This reduction in the length of conduit results in an increase in
available space in the electronic system which may be utilized for
other purposes. Additionally, since the conduit connections between
the first component and the second component are fixed, stresses
are reduced on the conduits and the connections, thereby increasing
their useful life.
BRIEF DESCRIPTION OF THE DRAWINGS
[0011] The subject matter which is regarded as the invention is
particularly pointed out and distinctly claimed in the claims at
the conclusion of the specification. The foregoing and other
objects, features, and advantages of the invention are apparent
from the following detailed description taken in conjunction with
the accompanying drawings in which:
[0012] FIG. 1 illustrates a partially exploded perspective view of
an embodiment of a hinge; and
[0013] FIG. 2 depicts an embodiment of an electronic system
utilizing the hinge of FIG. 1.
[0014] The detailed description explains the preferred embodiments
of the invention, together with advantages and features, by way of
example with reference to the drawings.
DETAILED DESCRIPTION OF THE INVENTION
[0015] Turning now to the drawings in greater detail, FIG. 1
illustrates an embodiment of a hinge 10 capable of conveying liquid
coolant for a liquid cooling system of electronic components. The
hinge 10 comprises a male section 12 attached to a female section
14. The male section 12 may be substantially hollow, or may include
an array of passageways (not shown) to carry fluid within the male
section 12. The male section 12 includes a hinge pin 16 extending
from an end 18 of the male section 12. The hinge pin 16 is
substantially hollow and is configured to mate with a corresponding
pin hole 20 in the female section 14 along a common longitudinal
axis. In some embodiments, the hinge pin 16 is connected utilizing
a barb connection. In those embodiments, the hinge pin 16 is
configured with one or more barbs 22 that extend circumferentially
around the hinge pin 16. The barbs 22 interlock with corresponding
ridges 24 in the pin hole 20 to connect the male section 12 to the
female section 14. Alternatively, some embodiments may include a
threaded connection or other type of connection to connect hinge
pin 16 to pin hole 20, and thus connect the male section 12 to the
female section 14. The hinge 10 may include one or more o-rings 26
to make the connection between the male section 12 and female
section 14 substantially leak-free. In the embodiment shown in FIG.

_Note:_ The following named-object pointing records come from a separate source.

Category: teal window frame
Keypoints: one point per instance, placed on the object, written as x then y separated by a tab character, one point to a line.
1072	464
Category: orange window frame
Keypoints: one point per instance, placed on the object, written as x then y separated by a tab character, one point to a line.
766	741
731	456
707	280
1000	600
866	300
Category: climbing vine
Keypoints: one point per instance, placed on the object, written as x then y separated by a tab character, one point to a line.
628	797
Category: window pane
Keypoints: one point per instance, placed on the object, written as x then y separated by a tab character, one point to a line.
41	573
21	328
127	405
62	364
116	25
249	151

1, two o-rings 26 are provided, but other quantities of o-rings 26
and/or other means of accomplishing a leak-free seal may be
provided and is contemplated within the scope of this invention.

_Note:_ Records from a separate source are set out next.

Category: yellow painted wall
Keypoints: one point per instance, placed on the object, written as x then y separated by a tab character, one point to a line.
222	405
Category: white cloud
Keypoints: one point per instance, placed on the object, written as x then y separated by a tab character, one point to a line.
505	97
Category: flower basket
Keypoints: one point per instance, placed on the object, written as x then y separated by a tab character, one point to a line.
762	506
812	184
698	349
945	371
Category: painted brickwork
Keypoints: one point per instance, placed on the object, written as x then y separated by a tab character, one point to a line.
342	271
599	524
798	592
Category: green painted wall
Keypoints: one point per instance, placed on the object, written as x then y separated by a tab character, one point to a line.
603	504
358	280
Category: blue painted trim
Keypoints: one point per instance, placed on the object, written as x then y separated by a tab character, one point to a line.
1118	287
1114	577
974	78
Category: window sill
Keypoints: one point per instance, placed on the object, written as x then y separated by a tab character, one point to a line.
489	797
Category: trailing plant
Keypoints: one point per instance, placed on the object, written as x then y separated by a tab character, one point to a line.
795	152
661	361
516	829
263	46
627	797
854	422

Further, the hinge pin 16 may be formed integrally with the male
section 12 as shown in the embodiment of FIG. 1, or alternatively
the hinge pin 16 may be formed separately from the male section 12
and assembled to the male section 12 by one of the means described
above.
[0016] Shown in FIG. 2 is an embodiment of an electronic system 28
which includes at least one hinge 10. A first component, for
example a heat exchanger 30 is provided on a door 32 of the
electronic system 28. The door 32 is connected to a second
component, for example a server rack 34. At least one hinge 10 is
disposed connecting the door 32 to the server rack 34, is capable
of structurally supporting the door 32, and allows the door 32 to
open and close relative to the server rack 34. To cool the server
rack 34, coolant is transported from the heat exchanger 30 through
a hinge conduit 36 into the hinge 10 through an input port 38
disposed in, for example, the male portion 12 of the hinge 10. The
coolant flows through the hinge 10 and exits the hinge 10 through
an outlet port 40 disposed in, for example, the female portion 14
of the hinge 10. The coolant then flows through a rack conduit 42
and through the server rack 34, for example, to be cooled thereby
transferring heat from the server rack 34 to the coolant. The hinge
conduit 36, the hinge 10, and the rack conduit 42 together define a
coolant pathway 44. The coolant then exits the server rack 34. It
is to be appreciated that although a heat exchanger 30 and a server
rack 34 are utilized in the embodiment shown in FIG. 2, the hinge
10 can be employed to allow the passage of coolant between any
components where a relative motion is desired therebetween.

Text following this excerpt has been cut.